Counting patents or tallying up the amount companies spend on research and development have historically served as benchmarks for measuring innovation. Shanthikumar and her team found that these approaches fail to account for significant innovation that doesn’t neatly track with spending or patent filings.
“We’re often impressed to hear how many patents were involved in the development of the iPhone, for example,” Shanthikumar says. “But, what about the other 30 companies that are building some truly innovative things using that same underlying technology? Those companies aren’t filing patents, but they are building interesting and innovative products. That’s why we came up with this idea of using trademarks to measure innovation. Trademarks allow us to capture the data on the new products being developed.”
Measuring R&D spending has similar problems. Many companies don’t report investments in R&D as a separate line item in their financials. That hides the raw data researchers would need to properly quantify the scope of innovation taking place within a business or across a sector. “For example, we found that 56 percent of all S&P 1500 firms did not report R&D during our sample period, and 47 percent did not register patents,” Shanthikumar says. “Of the firms that do have product trademarks— which means they are innovating in terms of creating new products—50 percent of those did not report R&D, and 46 percent didn’t register patents. So, we can see this isn’t a reliable measure for innovation.”

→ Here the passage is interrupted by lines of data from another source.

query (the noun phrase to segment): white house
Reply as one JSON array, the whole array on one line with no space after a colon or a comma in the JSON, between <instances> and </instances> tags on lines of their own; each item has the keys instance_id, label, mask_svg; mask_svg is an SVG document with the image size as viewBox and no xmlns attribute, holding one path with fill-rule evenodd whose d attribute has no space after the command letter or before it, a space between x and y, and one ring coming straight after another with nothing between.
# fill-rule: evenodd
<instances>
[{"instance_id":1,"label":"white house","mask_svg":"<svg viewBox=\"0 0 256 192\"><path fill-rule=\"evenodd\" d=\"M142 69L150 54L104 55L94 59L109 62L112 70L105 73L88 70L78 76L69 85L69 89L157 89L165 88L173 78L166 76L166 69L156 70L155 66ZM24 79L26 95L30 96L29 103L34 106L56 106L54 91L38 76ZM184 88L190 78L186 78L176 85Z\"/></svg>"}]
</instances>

If roughly half of S&P 1500 firms conduct product innovation without generating patents or readily accessible R&D budgets, Shanthikumar and her team knew they needed to find other ways of measuring innovation. “When we looked at measuring innovation using trademarks we realized this is very important, even for those high-patent industries,” she says.

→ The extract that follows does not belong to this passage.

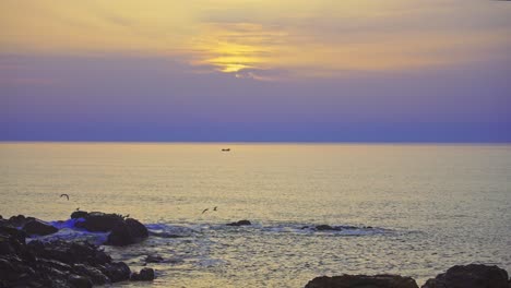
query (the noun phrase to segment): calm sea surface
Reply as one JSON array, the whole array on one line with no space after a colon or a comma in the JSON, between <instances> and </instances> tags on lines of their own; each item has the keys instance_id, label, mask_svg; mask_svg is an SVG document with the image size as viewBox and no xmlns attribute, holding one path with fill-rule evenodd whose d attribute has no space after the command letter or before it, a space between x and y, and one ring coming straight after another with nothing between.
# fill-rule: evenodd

Understanding the role patents play in different industries is important to grasping the limits of patents as a useful measure of innovation. “In our paper we document how patents are really restricted to a small subset of industries,” she says. “But almost everyone is creating new products.” Along with examining all firms together, the team split their data between high-patent and low-patent industries.
“Our focus was to see what was happening in these low patent organizations, since patents aren’t a real measure of innovation for those companies,” Shanthikumar says. “But we also found that trademarks were important for high-patent industries. Firms in both groups gain additional performance improvements if they engage in more product development. In other words, even for high-tech firms, it isn't just about coming up with new tech, it's also important to ensure that the technology results in new products.”
The study produced two main sets of results. “There’s been a lot of research already about how to get high-tech firms to innovate, but, until now, there hasn’t been any research on other industries in terms of innovation,” Shanthikumar says. “What we found was that the same types of CEO incentives that drive high-tech innovation —things like option compensation and other risk-taking measures—also drive trademarks and new product innovation in low-patent firms, and in both low-patent and high-patent firms together.”
The team’s second insight relates to how trademark innovation impacts firm performance. “What we found was that this innovation also drives improvements in cash from operations, return on investment, and so on. Basically, firms do better the more product innovation they create,” she says.
Innovation, it turns out, can happen within or across categories, Shanthikumar says. “If we take a food and beverage company, for example, there’s going to be innovation within that space, but there might also be innovation in the sense that they may create products in new categories that didn’t previously exist for them. So, there’s a lot of innovation happening right now within the alcoholic beverage industry. For example, Bud Light recently introduced a seltzer that has no alcohol content, and lots of companies in this space are trying to create new beverages that might appeal to a new demographic. This is the type of innovation that I find so fascinating to study,” she says.
When companies provide innovation-related incentives it does actually work: Innovation increases and that innovation drives new products which, in turn, drives improved market performance. But there are even bigger implications to this research, as Shanthikumar explains: “When you think about our current situation, we know that there are going to be only a very few companies in the future that are developing truly brand-new AI technologies. But every company can develop new products that take advantage of those technologies. Our Merage School tagline about ‘leadership in a digitally-driven world’ takes on greater meaning in light of this. It means every company can and should innovate through new products, and in order to do so, you need to motivate your employees and your CEO as innovators and this, on average, will lead to improved performance in your market.”